This yields data similar to the following figures, which show two lots, each comprised of six subplots. “Thickness” is the dependent variable x and “Response” is the y:

The problem is that in practice we do not know which Response value y corresponds to which Thickness value x. That is, the only information we have from manufacturing are the marginal distributions of x and y for each lot (where a lot comprises six sublots).

From independent experimental data, we have an estimate of the equation for the widget test value, so we can probabilistically estimate the Response given Thickness. However, the experiment was only conducted using one lot of widgets and so does not capture the lot-to-lot variability due to unmeasured interacting factors, resulting in a biased and overly precise estimate.

My question is how to best integrate the manufacturing and experimental data. Is this even feasible? Conducting additional experiments will be very costly and is likely not an option.


If I understand correctly, I would try define the problem as a bayesian error model. For each unique value of y, I would estimate a predictor based on the lot mean and standard deviation. Let i be an observation from lot j, it would look like :

y_{ij} \sim N(\beta \mu_{ij}, \sigma)\\ x_{j} \sim N(\mu_{ij}, sd_{j})

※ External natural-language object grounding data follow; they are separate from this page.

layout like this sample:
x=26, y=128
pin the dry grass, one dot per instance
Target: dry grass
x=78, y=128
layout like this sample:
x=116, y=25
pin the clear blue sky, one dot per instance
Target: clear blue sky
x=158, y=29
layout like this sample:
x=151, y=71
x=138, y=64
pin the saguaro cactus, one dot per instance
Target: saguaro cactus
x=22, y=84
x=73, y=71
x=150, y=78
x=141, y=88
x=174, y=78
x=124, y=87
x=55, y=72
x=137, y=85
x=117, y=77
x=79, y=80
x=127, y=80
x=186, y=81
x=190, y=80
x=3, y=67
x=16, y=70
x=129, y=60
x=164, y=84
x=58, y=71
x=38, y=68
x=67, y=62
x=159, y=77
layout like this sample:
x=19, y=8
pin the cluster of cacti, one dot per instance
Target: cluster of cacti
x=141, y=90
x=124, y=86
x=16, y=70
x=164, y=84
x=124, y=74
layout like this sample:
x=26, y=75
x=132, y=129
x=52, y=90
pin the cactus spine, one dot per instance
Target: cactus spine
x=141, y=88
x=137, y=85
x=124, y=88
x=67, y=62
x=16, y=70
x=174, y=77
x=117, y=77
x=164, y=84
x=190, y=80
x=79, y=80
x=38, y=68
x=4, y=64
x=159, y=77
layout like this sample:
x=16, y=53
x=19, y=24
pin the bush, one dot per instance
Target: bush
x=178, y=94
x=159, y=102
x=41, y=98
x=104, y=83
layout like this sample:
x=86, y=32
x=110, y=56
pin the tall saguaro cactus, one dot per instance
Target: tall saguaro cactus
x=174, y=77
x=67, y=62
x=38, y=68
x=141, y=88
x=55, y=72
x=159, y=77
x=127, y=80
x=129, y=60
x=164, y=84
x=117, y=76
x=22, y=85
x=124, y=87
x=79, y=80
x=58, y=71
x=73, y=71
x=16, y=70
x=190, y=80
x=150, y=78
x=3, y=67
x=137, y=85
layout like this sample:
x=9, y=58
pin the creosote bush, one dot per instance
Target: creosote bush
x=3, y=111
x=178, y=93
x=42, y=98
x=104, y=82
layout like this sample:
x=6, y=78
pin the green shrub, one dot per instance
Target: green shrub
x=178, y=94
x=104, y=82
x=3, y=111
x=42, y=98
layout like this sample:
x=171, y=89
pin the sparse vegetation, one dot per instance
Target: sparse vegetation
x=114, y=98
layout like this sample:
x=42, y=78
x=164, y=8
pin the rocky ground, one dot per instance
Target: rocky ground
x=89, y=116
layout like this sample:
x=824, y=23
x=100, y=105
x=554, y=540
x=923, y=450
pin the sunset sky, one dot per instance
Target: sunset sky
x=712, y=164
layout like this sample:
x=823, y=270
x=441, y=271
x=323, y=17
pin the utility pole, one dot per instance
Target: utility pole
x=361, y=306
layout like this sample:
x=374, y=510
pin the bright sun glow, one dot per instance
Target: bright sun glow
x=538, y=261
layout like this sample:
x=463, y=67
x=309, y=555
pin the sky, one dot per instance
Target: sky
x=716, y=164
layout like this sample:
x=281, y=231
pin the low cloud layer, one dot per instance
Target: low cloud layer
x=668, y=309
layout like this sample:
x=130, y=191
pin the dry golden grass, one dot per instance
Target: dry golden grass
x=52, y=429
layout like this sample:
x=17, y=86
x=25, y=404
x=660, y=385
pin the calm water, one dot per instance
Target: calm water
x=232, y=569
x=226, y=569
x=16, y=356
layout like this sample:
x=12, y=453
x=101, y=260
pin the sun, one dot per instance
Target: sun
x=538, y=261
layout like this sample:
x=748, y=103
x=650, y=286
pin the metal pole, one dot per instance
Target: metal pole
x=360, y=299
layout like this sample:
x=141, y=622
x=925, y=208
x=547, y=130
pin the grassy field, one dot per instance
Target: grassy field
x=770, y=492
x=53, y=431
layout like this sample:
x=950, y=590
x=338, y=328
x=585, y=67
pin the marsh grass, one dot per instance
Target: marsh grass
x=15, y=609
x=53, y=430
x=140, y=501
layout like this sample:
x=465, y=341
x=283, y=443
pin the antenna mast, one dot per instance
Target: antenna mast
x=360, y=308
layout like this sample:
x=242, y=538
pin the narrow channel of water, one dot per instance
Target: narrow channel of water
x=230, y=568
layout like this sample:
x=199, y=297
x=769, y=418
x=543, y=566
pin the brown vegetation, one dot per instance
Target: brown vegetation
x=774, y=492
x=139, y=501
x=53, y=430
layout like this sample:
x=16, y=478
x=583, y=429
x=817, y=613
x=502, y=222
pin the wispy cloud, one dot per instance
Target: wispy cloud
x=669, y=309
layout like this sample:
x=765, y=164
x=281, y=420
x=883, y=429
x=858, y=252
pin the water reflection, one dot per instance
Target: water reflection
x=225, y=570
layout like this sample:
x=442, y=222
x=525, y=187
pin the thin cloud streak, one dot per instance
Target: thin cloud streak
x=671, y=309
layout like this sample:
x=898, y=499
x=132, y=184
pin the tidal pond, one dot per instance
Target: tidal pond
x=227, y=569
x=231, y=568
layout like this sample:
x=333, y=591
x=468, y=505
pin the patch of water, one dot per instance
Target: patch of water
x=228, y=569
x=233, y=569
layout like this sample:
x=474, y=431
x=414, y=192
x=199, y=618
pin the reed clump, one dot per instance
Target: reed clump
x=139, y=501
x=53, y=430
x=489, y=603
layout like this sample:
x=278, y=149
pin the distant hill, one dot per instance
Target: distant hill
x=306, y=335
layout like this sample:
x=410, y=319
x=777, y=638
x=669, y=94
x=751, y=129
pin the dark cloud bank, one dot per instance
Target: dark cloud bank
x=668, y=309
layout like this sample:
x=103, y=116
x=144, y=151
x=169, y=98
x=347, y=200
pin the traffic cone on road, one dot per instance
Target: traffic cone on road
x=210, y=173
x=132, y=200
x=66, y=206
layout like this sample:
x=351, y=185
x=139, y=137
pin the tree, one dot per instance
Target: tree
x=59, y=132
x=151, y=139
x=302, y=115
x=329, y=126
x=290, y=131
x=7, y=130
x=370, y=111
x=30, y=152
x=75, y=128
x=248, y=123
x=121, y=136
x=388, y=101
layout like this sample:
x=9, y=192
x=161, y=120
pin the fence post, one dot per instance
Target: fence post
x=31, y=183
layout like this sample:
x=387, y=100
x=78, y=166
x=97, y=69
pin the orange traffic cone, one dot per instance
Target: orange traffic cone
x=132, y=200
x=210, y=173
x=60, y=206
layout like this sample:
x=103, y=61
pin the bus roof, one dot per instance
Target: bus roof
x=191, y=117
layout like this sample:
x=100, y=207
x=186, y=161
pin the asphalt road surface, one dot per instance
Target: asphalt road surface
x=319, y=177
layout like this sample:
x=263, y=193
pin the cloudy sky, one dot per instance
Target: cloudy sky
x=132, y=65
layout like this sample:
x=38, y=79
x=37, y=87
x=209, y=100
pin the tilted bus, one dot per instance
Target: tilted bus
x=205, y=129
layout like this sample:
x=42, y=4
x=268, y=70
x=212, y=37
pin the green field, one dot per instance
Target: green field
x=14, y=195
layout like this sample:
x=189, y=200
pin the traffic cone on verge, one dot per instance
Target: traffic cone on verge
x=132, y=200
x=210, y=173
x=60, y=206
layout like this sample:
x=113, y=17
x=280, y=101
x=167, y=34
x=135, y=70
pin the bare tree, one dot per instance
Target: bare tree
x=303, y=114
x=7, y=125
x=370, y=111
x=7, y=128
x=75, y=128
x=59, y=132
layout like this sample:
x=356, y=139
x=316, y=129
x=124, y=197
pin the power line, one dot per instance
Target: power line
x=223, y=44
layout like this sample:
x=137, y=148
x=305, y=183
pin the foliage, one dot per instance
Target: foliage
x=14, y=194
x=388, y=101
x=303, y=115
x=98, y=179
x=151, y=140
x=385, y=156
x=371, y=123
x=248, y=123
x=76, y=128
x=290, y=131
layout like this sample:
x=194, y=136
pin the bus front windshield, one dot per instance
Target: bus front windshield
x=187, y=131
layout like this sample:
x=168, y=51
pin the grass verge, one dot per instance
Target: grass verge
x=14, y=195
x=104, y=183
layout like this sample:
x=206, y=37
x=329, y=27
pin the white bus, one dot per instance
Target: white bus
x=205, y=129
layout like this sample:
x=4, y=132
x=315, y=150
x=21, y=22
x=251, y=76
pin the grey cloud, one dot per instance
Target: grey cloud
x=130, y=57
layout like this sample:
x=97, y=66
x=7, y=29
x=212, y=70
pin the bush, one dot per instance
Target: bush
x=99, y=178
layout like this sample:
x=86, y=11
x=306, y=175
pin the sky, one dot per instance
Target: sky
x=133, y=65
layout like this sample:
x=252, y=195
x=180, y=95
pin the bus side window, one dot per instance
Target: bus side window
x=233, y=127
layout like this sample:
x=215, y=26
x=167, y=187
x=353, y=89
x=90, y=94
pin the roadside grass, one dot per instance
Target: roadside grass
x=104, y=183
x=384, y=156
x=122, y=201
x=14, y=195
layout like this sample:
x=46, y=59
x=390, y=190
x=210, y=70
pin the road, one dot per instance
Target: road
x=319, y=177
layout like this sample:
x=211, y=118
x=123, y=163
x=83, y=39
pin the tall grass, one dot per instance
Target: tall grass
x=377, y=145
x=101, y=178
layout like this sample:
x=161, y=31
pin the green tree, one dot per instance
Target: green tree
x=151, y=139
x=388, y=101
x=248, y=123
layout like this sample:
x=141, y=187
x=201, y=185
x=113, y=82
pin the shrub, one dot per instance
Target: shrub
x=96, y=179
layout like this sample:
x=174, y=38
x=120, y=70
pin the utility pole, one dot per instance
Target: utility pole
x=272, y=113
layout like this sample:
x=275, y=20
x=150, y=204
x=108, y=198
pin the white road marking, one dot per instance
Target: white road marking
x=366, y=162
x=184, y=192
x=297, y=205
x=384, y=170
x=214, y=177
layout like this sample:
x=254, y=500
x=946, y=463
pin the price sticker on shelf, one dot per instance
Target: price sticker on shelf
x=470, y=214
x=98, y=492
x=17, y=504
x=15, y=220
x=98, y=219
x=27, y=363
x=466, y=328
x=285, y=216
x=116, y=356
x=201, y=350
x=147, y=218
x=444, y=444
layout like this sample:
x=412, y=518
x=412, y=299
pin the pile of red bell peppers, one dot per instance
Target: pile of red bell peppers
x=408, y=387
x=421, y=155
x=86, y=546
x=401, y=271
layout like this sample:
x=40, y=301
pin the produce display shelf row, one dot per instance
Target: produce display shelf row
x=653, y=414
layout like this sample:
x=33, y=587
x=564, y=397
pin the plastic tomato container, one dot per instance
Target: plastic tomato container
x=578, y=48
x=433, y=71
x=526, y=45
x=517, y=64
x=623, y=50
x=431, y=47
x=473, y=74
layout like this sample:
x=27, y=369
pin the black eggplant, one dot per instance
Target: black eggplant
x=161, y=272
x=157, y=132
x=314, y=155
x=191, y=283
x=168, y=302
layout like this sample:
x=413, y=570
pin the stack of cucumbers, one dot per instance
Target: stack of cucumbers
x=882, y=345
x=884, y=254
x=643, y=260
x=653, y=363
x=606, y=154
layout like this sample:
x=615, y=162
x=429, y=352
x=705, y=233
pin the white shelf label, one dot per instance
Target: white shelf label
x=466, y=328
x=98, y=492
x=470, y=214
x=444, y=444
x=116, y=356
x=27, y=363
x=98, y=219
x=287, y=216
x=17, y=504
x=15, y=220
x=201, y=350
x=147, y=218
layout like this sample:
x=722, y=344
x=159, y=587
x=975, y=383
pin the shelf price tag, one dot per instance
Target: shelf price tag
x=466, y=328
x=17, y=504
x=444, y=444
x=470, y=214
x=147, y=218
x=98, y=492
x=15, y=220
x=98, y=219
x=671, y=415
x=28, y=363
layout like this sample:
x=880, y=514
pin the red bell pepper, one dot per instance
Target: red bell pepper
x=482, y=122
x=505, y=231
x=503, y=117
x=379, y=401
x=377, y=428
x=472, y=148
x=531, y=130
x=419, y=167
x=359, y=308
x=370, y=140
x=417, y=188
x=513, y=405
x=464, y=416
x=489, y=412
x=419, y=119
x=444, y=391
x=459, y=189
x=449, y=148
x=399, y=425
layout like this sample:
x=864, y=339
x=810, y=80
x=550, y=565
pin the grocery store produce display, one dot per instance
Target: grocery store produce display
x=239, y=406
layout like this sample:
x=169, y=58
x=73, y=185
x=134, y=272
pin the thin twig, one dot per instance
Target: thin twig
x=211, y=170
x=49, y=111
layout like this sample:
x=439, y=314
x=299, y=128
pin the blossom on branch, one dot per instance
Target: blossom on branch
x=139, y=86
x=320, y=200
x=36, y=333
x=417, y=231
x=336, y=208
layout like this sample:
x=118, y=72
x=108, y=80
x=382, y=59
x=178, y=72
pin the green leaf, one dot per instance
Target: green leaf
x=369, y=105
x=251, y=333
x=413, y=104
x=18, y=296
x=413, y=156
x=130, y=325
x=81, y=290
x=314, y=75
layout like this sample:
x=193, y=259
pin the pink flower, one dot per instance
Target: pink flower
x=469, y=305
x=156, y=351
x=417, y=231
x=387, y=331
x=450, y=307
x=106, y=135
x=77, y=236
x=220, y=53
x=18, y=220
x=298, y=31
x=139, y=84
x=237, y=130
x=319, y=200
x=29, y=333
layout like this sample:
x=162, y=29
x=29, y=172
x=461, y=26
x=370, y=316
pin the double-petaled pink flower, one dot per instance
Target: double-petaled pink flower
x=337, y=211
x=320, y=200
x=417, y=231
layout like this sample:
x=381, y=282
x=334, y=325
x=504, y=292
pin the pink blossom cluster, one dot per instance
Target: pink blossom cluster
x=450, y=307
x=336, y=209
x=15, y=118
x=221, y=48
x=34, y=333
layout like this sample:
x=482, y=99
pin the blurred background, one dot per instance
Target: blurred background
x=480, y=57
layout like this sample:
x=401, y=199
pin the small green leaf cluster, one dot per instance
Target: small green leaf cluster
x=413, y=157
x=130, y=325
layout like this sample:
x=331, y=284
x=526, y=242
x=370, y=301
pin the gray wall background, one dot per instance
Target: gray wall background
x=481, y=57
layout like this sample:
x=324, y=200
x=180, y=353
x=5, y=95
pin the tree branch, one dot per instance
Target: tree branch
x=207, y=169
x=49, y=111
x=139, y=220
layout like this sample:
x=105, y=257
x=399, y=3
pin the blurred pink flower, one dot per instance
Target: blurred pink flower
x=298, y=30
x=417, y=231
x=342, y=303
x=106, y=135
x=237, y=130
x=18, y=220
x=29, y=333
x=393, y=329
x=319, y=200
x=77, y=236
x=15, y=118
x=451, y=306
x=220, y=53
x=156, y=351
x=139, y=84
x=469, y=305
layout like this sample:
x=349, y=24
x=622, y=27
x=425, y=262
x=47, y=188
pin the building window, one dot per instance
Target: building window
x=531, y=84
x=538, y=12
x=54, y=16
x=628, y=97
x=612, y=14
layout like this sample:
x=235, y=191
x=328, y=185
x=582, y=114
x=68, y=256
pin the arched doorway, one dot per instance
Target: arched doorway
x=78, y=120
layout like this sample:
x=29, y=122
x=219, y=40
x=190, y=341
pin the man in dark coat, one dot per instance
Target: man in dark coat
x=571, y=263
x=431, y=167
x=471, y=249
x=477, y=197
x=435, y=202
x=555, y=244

I am not sure it will work, but it is what I would try!

Have a good day!

Thanks @ldeschamps. I would like to model the component sublot and lot as group-level effects as well, although the each Response lot is only traceable to the Component lot level. But would modeling as group-level terms add unnecessary complexity?

Is it possible to define something like this in the brms formula syntax, @paul.buerkner? My Stan language skills are not great.